George Stinney, the Boy Condemned to the Electric Chair
George Junius Stinney Jr. was convicted in March 1944 of the murder of the two girls, ages 11 and 8, in a speedy trial by a jury of white men. George was executed in the electric chair on June 16 of that year.
By Raúl Antonio Capote | internacionales@granma.cu
August 4, 2020
Translated and edited by Walter Lippmann for CubaNews.
A boy looks scared into the camera of the Clarendon police photographer. After long hours of brutal interrogation, he had just confessed to a crime he had not commit.
Whoever pressed the shutter of the camera captured the pure image of fear and innocence; George Stinney’s police photo is not just any photo.
Stinney was a boy from Alcolu, Clarendon, a small town in South Carolina. His life was the life, you might say, of an African-American boy in that region.
George was tending the family’s cows with his sister Amie that day when two white girls, Mary Emma Thames and Betty June Binnicker, approached them to ask about some medicinal plants they were looking for. George and Amie did not know the plants, so the girls went on their way.
Hours after the meeting, the girls’ parents, concerned, went out to look for them. George offered to help when they passed by his family’s farm and told the parents about the conversation he had with the girls.
The bodies of the girls were found near a Missionary Baptist church, showed signs of sexual abuse and had been killed using a 25 kg wood.
The police arrested George and took him in for questioning, in a process that involved many irregularities, physical abuse and psychological torture.
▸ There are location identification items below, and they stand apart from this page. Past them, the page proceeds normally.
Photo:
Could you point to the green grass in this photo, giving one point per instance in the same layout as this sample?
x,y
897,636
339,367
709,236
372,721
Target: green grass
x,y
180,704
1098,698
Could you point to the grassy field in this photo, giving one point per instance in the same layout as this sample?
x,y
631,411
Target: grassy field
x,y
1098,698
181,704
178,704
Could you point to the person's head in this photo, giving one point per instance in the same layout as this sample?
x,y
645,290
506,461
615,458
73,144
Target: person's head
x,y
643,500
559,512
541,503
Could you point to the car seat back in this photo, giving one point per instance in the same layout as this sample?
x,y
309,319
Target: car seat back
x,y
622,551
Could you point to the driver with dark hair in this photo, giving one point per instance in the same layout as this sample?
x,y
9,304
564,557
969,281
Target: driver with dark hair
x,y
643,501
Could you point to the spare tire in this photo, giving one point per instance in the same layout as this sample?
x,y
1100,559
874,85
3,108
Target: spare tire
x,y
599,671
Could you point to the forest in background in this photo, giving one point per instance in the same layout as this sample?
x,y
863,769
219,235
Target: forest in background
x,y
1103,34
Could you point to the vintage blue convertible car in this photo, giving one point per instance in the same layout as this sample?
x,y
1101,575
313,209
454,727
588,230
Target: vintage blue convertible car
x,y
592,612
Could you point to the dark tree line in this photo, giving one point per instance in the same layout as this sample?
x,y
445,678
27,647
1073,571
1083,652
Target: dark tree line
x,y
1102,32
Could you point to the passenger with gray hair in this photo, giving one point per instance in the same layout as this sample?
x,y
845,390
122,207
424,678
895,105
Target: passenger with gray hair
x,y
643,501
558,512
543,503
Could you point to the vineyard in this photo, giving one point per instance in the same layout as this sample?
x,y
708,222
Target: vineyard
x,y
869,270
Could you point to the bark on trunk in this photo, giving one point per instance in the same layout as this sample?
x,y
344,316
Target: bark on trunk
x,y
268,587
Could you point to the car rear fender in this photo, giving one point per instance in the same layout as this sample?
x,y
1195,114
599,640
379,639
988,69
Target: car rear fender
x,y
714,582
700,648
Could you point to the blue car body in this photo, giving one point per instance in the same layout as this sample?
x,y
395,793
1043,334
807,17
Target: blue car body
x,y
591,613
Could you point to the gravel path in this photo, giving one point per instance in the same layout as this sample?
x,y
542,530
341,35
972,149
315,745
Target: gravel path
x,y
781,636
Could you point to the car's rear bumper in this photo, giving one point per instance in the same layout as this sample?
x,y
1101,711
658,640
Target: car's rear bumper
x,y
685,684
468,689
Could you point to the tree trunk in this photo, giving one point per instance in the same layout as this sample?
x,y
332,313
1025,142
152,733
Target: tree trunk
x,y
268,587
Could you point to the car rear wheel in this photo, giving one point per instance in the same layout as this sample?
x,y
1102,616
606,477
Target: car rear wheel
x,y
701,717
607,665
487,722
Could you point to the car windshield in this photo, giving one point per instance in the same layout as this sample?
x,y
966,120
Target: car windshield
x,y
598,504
The child was not represented by any lawyer and was not allowed the company of his parents, despite being a minor, he was only 14 years old.
They said that he had confessed to the crime, but no evidence of the confession was ever produced, it was the word of the police against that of the black child. His sister–witnessing that Stinney had been with her all afternoon, so she could not commit the crime–was threatened and harassed, so she had to flee the area in the face of the real possibility of being lynched, as some villagers had promised to do.
George Junius Stinney Jr. was convicted in March 1944 of the murder of the two girls, aged 11 and 8, in a speedy trial by a jury of white people. George was executed in the electric chair on June 16 of that year.
In 2014 the case was reviewed and justice ruled that the boy had not received a fair trial and he was found not guilty. The problem is that this verdict came 70 years too late.